Our mother nodded, slowly smiling at Bersaba. Bersaba had a certain wisdom which I lacked. I said whatever came into my head, just allowing it to flow out without thinking very much about it. Bersaba often thought carefully before she spoke. “Why should they not?” I demanded. “What is the point of keeping a diary if you don’t tell the truth?”

“Some people see the truth as they want to,” said Bersaba.

“Then how can it be the truth?”

“It’s truth to them because that’s what they believe, and if they are writing for people to read who might have been there when whatever they are writing about was happening, they would tell their version of it.”

“There’s some truth in that,” said my mother. “So, your journal is your own secret.

It must be so. It is only years later that it becomes the property of the family.” ‘When we are dead,” I said with a shiver, but I was fascinated by it. I thought of the generations to come reading all about my life. I hoped it would be worth reading.

My mother went on: “So now that you are growing up I am going to suggest that you keep your journals. I am giving you one each tomorrow and a desk in which you can lock them up when you have written in them. They will be your very own private property.»

“Do you still write in yours, Mother?” asked Bersaba.

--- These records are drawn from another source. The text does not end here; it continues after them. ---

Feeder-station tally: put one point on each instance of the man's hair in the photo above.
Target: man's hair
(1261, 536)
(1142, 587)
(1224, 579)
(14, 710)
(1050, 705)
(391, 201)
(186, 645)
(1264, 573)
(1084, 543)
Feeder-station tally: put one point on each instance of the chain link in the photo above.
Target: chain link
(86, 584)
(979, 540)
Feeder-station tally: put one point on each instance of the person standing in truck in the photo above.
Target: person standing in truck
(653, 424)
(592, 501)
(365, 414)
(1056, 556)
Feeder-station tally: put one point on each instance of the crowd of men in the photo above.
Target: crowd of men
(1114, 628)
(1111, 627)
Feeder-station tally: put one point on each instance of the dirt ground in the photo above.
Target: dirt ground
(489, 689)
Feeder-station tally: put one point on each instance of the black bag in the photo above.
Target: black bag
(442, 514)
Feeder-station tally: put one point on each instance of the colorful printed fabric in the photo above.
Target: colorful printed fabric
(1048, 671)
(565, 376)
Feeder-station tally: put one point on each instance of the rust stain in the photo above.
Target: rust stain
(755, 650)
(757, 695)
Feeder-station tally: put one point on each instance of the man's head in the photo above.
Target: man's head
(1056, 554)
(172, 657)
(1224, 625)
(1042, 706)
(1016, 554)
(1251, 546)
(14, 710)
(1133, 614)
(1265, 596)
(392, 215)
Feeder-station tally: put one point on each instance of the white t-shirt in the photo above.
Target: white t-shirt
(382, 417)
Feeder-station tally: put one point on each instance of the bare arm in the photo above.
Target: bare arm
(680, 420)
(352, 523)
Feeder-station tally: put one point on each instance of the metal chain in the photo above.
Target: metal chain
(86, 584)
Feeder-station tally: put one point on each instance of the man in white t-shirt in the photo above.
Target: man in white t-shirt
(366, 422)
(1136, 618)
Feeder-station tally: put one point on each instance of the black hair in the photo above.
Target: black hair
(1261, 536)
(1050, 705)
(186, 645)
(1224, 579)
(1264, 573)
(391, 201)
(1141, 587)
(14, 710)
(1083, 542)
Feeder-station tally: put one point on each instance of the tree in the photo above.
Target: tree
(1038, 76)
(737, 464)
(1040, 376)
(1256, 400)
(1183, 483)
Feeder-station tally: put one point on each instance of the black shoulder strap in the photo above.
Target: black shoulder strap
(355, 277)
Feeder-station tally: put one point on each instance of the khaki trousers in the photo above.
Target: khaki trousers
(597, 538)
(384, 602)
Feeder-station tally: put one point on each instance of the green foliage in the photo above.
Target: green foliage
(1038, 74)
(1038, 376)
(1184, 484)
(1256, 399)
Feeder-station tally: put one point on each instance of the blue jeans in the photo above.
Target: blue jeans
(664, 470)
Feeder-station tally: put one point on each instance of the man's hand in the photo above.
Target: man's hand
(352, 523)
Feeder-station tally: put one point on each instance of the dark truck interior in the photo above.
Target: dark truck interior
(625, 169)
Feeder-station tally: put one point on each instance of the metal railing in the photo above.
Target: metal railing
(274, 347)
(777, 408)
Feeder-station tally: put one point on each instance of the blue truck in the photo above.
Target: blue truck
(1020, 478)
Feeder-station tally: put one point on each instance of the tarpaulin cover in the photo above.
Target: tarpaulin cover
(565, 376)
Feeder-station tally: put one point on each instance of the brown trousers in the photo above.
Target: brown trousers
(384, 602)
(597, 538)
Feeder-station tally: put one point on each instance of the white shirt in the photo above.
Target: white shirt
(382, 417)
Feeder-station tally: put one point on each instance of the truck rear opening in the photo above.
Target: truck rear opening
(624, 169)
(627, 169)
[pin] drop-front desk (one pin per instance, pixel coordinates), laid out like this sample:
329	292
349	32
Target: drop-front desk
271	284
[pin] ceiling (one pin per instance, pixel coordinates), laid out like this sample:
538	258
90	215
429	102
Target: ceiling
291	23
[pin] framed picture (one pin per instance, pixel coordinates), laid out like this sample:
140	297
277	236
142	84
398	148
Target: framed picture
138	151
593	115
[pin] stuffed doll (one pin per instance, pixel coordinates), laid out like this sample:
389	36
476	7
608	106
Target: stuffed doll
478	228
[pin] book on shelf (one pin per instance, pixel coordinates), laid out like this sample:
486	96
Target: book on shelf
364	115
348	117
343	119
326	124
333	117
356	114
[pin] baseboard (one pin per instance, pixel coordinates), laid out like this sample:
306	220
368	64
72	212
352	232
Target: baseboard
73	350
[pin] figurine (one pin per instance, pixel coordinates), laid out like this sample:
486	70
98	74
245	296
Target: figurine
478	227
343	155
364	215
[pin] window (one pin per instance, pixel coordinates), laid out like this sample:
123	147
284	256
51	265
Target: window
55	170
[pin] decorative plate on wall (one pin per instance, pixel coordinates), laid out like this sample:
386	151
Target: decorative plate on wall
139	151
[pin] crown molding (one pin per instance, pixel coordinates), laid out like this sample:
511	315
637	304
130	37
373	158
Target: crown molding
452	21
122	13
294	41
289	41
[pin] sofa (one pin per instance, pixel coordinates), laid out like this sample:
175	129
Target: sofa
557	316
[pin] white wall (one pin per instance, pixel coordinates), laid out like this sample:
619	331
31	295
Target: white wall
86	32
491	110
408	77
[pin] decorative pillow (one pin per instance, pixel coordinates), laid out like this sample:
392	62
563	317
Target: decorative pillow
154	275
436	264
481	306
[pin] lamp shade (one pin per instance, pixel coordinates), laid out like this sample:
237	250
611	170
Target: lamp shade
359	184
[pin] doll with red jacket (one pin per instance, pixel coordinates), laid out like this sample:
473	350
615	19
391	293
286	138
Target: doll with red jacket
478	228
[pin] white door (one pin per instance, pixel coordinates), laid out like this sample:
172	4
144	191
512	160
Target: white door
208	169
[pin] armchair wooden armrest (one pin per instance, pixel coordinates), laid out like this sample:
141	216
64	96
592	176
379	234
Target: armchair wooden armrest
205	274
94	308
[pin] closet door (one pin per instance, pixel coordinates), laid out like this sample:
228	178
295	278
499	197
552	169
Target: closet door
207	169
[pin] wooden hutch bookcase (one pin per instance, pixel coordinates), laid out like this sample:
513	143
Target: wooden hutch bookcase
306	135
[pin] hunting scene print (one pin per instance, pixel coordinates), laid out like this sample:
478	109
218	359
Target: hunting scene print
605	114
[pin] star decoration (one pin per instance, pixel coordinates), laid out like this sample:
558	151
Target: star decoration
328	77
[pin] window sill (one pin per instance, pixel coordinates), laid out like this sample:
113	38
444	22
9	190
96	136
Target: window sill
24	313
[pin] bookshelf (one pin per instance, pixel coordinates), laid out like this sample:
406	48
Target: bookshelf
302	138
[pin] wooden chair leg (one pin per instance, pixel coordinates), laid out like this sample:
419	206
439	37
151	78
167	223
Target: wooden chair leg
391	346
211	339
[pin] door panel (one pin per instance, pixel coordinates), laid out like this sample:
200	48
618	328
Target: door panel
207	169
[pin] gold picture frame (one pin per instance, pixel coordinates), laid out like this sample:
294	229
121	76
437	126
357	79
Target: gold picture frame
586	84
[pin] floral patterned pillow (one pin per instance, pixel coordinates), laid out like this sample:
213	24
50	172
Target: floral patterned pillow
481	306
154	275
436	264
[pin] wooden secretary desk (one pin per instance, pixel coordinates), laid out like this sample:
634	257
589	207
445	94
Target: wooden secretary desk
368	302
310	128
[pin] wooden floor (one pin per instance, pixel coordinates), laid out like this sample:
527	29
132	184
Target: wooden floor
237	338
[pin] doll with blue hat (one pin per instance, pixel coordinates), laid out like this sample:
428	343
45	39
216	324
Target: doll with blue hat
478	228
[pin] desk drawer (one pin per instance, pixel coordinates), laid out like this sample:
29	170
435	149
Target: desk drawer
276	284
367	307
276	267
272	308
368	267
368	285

She smiled gently. “I still write now and then. Once I wrote a good deal. That was in the days before I married your father. I had a great deal to write about then.” Her expression clouded. I knew she was thinking of the dreadful mystery of her mother’s death. “Now,” she said, “I hardly ever write. There is nothing dramatic to record. Life has been happy and peaceful for these last years, and happiness and a peaceful existence have one failing only-they give little to write about. I hope, my darlings, that you will find only happy events to record in your books. But write all the same ... write of the ordinary happy things of life.”

I cried: “I’m longing to begin. I shall start tomorrow. I shall tell about today ... our seventeenth birthday.”

“And what of you, Bersaba?” asked my mother.

“I shall write when I have something interesting to write about,” answered my sister.

My mother nodded. “Oh, and by the way, I think it is time we visited your grandfather.

We shall leave next week. You’ll have plenty of time to prepare.”

Then she kissed us and left us.

And then next day we received our desks and journals, and I started mine by writing the above.

There was nothing unusual about visiting our grandfather in Castle Paling. We did it several times a year. The Castle is not far from us-a few miles along the coast only, but going there always excited me. Castle Paling was in itself a ghostly place; terrible things had happened there not so very long ago. My mother had hinted at them and she should know for she had spent her childhood there. Her mother-our grandmother Linnet Casvellyn-had died there in a mysterious fashion (she had, I believed, been murdered although this had never been admitted), and now our grandfather Colum Casvellyn lived a strange and solitary life in the Seaward Tower, a trial to all around him and especially to himself. My Uncle Connell and Aunt Melanie lived in another part of the castle with their four children. They were a very normal family, but extreme contrasts like the placidity of my Aunt Melanie and the wildness of my grandfather create an atmosphere which is more sinister because of this very contrast.